There is a natural imbalance developed by the centrality of the Glaswegian institutions, in comparison to the myriad of local communities populating the urban areas of Glasgow. The thesis investigates an urban and architectural response to this, and seeks to balance the scale with a Civic Forum as a platform to generalise civic participation through a highlight of the spoken word.
This forum, based on the Antique model, is a multifunctioning open public space, a place of politics but also everyday life. This dedicated room has a specific place in Glasgow: at the crossroads of the north-south and east-west routes, centremost point of development of any city. Here, this takes place between Buchanan street and Argyle street, where nowadays stands an embodiment of consumerism : Saint Enoch shopping centre.
Though it was not always the case, as this site has ties to the creation of the city : trade has always made it live, and the train station developed in its later years transformed it into a node, reaching the whole country.
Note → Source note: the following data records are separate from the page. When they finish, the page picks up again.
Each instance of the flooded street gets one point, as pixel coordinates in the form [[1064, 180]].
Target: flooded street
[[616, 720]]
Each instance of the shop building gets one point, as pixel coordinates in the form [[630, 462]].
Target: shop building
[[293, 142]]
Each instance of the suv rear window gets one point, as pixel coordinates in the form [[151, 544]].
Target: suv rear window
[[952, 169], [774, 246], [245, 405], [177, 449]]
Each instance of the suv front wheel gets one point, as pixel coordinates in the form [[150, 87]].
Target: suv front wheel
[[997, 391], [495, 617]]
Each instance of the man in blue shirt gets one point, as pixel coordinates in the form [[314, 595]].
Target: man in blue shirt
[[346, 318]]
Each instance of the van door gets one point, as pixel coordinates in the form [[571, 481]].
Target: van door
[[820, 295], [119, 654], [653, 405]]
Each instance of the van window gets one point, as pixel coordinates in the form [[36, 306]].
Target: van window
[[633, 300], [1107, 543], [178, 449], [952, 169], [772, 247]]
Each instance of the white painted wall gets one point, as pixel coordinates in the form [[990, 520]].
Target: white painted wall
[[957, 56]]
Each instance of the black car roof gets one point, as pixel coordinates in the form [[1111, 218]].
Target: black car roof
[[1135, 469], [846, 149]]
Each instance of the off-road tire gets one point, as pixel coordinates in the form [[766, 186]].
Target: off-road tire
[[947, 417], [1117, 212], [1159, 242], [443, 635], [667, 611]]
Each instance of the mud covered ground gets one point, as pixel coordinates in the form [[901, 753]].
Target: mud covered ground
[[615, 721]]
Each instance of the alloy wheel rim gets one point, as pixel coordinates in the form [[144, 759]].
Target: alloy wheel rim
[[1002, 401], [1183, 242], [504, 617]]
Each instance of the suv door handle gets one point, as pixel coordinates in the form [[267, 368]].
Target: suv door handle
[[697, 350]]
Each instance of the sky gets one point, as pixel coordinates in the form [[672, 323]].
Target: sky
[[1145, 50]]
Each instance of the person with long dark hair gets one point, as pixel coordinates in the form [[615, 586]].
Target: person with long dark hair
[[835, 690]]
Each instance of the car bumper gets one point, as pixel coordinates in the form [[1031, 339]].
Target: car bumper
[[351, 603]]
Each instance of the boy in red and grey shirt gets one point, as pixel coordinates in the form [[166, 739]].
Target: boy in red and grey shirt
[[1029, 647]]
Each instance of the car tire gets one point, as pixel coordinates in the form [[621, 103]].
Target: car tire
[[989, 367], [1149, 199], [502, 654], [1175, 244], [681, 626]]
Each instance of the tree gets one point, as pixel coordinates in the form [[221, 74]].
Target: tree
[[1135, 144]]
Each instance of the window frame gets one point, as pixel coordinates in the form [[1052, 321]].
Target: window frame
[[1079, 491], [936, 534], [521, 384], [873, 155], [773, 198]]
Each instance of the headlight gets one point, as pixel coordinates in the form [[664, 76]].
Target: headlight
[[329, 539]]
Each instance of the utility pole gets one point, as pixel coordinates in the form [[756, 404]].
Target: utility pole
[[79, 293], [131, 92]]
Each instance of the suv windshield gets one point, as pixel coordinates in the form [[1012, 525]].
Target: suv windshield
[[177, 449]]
The thesis seeks here to reconnect this site through urban routes, highlighting both this revived activism linked with Glasgow green, and extending its connections towards the Clyde.
Finally, I would like to draw a parallel between what that site was, a significant public space as much as a public figure, a standalone in the city, dispersing people through the tracks and what it could be, a Civic Forum, forging new links in the urban landscape, and disseminating ideas to the whole of Glasgow.